1975, OS TRÊS DE FLORIANOPÓLIS!

 

          

                         NÁUTICO X FIGUEIRENSE, 1975        

 

Em setembro de 1975, três amigos pegaram o seu Passat, e rodaram os 3500 Km que separam Recife e Florianópolis para assistir o glorioso alvirrubro de Rosa e Silva enfrentando o Figueirense pela primeira vez.

Antonio Almeida Silva, português e torcedor do Belenenses, viajou acompanhado do seu irmão, Waldemar de Almeida, também português só que torcedor do Benfica. Junto deles ia o colega Salatiel Antonio. Os bravos irmãos portugueses não torciam por nenhum time brasileiro, porém ao serem apresentados ao Náutico, renderam-se à nova paixão.

Em uma tarde fria, o Timbu entrou em campo com o seu uniforme branco de

mangas compridas. Beliato não pôde atuar, cedendo seu lugar a Djalma Sales.

A equipe formou com Neneca: Miguel,Djalma Sales,Sidclei e França; Pedro Omar

e Vasconcelos; Baiano(Luís Fernando), Betinho, Jorge Mendonça e Lima(Dedeu).

O Figueirense usando mangas curtas e uniforme com listras brancas e pretas escalou: Nilson; Pinga, Nelson, Almeida e Casagrande; Sergio Lopes e Dito Cola(Luiz Everton); Marcos(Lico), Toninho, Volmir e Moacir. A arbitragem foi de José de Assis Aragão.
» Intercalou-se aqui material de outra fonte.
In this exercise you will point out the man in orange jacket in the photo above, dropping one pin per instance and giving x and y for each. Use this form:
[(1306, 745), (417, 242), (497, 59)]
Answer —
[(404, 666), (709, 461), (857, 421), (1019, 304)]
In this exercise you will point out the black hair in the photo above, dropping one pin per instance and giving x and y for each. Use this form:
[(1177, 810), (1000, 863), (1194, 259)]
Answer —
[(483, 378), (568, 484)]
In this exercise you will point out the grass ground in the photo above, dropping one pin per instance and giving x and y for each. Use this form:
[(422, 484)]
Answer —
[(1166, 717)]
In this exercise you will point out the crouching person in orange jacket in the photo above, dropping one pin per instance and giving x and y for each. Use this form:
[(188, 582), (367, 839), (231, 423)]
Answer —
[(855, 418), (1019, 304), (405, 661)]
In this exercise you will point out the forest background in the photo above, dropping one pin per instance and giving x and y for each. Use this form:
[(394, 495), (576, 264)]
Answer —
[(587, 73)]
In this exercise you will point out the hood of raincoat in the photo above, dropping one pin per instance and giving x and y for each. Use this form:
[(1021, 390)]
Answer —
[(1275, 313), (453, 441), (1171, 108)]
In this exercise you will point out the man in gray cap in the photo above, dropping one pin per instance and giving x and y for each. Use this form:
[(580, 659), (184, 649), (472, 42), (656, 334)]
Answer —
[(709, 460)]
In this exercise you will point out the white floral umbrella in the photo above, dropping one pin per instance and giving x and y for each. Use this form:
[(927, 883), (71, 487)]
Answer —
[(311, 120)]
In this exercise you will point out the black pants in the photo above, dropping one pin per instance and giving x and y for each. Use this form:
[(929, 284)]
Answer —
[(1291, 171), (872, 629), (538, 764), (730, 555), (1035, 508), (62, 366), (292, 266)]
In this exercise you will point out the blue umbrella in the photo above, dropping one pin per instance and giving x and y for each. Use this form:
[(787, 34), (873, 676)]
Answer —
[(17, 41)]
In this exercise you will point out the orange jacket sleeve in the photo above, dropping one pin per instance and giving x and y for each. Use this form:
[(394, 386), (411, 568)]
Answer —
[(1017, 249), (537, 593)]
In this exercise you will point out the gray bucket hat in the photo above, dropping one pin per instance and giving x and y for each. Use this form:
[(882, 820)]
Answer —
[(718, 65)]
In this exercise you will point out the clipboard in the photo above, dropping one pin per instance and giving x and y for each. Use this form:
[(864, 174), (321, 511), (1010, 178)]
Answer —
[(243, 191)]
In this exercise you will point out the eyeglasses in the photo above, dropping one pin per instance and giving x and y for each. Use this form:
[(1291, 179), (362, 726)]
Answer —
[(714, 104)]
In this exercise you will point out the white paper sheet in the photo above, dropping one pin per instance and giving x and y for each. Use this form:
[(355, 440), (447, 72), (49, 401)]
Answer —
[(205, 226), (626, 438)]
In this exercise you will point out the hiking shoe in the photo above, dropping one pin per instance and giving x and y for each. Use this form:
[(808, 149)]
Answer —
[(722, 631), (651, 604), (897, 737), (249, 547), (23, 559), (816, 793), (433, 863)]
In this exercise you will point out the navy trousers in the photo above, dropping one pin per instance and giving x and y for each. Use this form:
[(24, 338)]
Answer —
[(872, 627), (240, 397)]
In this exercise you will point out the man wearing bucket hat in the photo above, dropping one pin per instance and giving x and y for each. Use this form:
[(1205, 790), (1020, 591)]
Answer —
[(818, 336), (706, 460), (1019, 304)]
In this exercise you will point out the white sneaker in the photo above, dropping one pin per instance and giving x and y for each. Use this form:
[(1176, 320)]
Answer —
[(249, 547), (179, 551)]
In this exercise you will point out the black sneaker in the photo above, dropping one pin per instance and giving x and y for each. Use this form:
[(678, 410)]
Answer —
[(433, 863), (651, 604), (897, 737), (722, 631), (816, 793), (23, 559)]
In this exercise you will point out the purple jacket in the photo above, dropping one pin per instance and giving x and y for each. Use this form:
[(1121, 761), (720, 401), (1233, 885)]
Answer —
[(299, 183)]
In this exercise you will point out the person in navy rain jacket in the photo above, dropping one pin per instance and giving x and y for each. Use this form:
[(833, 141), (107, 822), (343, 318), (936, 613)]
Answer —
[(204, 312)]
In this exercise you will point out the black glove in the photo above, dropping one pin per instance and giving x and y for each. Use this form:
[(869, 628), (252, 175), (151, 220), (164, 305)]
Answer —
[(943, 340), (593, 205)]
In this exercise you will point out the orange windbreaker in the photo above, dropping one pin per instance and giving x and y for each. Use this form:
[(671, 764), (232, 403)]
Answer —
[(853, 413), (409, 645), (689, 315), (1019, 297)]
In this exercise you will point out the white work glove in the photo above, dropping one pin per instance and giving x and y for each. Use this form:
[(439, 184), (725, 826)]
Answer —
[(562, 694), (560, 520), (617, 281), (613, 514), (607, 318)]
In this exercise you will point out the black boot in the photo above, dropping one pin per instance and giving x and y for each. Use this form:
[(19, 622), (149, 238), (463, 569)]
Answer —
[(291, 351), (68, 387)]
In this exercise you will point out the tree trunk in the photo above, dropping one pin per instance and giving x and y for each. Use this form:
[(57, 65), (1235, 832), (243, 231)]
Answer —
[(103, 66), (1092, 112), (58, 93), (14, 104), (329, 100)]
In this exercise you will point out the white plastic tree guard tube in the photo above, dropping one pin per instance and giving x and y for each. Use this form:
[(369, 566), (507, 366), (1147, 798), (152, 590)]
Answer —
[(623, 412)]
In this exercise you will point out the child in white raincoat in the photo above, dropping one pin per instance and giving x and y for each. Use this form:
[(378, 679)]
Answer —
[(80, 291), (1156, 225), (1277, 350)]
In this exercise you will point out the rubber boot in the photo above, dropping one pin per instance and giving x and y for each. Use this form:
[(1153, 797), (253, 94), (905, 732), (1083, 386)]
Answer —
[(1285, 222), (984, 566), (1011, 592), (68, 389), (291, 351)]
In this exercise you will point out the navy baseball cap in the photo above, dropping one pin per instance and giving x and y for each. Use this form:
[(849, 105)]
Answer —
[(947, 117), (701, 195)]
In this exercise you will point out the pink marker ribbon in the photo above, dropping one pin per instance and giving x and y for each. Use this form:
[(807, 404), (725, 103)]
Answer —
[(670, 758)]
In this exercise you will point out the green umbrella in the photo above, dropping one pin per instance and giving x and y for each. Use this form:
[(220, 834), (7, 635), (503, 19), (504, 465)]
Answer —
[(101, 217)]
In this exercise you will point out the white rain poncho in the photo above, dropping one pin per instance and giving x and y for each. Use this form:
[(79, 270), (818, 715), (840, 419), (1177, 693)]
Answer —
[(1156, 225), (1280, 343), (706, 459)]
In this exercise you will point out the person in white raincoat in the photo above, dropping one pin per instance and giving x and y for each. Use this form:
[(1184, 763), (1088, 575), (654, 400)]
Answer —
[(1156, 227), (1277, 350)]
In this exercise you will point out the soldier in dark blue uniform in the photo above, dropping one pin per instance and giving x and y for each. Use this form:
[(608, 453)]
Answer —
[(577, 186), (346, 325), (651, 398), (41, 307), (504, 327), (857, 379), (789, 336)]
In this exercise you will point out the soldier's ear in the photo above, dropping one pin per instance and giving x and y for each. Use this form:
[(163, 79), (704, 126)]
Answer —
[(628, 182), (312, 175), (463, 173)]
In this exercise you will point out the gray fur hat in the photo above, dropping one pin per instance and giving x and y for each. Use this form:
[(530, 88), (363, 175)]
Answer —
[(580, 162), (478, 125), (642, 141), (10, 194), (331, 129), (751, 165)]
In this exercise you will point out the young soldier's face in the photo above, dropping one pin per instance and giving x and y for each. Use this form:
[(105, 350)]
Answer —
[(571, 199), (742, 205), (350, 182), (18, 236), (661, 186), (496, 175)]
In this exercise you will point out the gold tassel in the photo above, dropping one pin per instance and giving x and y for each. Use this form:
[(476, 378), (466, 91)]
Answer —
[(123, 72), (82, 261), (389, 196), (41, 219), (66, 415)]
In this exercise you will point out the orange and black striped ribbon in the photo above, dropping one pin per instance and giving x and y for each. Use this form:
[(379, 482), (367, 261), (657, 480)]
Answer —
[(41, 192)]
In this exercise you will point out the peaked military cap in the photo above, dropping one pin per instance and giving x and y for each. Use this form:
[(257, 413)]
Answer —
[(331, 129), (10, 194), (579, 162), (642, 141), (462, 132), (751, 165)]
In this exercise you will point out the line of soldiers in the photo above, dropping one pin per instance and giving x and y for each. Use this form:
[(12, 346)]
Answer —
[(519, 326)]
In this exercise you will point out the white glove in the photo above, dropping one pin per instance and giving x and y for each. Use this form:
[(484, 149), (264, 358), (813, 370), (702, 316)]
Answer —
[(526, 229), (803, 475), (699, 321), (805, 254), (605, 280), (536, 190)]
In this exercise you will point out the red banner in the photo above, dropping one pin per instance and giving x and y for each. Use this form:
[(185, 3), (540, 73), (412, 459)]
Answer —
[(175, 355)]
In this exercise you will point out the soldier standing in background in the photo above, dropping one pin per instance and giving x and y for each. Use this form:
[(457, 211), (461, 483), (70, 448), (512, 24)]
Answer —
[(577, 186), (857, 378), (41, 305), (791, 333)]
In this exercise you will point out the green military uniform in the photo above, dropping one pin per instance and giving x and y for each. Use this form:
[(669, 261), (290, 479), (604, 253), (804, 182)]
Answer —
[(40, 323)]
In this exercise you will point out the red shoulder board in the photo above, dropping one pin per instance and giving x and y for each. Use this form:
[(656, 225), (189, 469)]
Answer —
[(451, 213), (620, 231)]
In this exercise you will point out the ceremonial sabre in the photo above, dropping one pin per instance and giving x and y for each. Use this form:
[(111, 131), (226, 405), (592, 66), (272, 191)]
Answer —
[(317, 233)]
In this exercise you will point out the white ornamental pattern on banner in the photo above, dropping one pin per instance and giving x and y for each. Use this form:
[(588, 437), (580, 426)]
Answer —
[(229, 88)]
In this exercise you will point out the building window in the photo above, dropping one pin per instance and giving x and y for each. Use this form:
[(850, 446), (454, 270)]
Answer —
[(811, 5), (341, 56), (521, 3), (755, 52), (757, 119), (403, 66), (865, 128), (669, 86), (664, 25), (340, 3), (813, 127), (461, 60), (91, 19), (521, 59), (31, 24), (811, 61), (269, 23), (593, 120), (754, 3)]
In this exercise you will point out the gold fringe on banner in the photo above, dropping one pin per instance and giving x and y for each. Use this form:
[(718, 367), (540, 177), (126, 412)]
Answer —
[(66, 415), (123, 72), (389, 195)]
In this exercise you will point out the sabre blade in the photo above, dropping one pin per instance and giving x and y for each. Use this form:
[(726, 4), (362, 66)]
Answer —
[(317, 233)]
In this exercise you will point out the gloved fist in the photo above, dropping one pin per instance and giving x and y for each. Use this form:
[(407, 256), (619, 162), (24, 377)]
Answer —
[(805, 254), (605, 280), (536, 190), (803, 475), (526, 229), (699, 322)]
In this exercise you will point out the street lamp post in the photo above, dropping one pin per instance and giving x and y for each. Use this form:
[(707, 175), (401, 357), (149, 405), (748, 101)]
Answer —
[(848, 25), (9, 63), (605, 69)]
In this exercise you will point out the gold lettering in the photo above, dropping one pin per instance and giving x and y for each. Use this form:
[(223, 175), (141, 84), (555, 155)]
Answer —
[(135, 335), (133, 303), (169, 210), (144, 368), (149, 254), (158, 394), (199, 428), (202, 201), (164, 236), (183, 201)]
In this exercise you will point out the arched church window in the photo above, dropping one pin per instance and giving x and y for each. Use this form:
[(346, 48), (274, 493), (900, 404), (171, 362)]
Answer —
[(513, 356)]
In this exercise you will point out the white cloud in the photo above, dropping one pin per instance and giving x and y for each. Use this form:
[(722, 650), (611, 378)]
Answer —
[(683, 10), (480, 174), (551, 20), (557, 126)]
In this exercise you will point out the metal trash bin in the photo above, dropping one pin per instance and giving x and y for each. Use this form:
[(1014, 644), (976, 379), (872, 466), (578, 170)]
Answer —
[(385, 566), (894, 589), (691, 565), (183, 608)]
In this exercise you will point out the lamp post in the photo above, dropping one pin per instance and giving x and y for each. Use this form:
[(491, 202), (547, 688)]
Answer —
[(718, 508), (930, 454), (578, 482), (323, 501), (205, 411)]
Logo aos 6’ Toninho invade a área e finaliza sem ângulo para defesa de Neneca. Aos 18’ numa cobrança magistral de falta de Lima, Pedro Omar sobe e cabeceia para um milagre de Nilson. Então o jogo fica restrito ao meio-campo com o gramado pesado marcando os dois times.

No retorno para o segundo tempo um lance acirra os ânimos. Aos 2’ Toninho finta Lima e cara a cara com Neneca chuta por cima do arco. Volmir, um ex-jogador do Internacional de Porto Alegre, famoso por sua catimba agride Vasconcelos na área. Neneca agindo sem pensar mete uma bolacha em Toninho mandando-o a nocaute. Basta comparar a envergadura de Neneca e Toninho pra imaginar o estrago. O pau come solto, porém apenas o goleiro do Náutico é expulso. Orlando Fantoni sacrifica Baiano e põe Luís Fernando na meta. No primeiro lance aos 8’ Lino cobra um escanteio, Toninho ainda grogue antecipa-se a Miguel e cabeceia para o barbante. Figueirense 1x0.

Pra quem imaginava o Náutico morto, puro engano. O alvirrubro se multiplica em campo e encurrala o Figueirense. Com 17’ Pedro Omar domina na entrada da área e fuzila na trave. Aos 26’ é a vez de Jorge Mendonça entrar driblando na defesa do Furacão e novamente acertar a trave. Então Fantoni olha pro banco, beija a medalhinha e grita pra Dedeu entrar no lugar de Lima. São decorridos 37’ do segundo tempo quando Vasconcelos domina a pelota no meio de campo, está cercado por uma multidão de jogadores de preto e branco, mas num átimo de segundo ele toca a bola com maestria no nada. Atônitos os zagueiros do Figueirense vêem surgir do nada aquele ponteiro rápido saído do banco de reservas. No momento seguinte estão driblados e apenas observam Dedeu entra cara a cara com Nilson e quando todos esperam uma bomba ele coloca devagarinho no cantinho da cidadela inimiga.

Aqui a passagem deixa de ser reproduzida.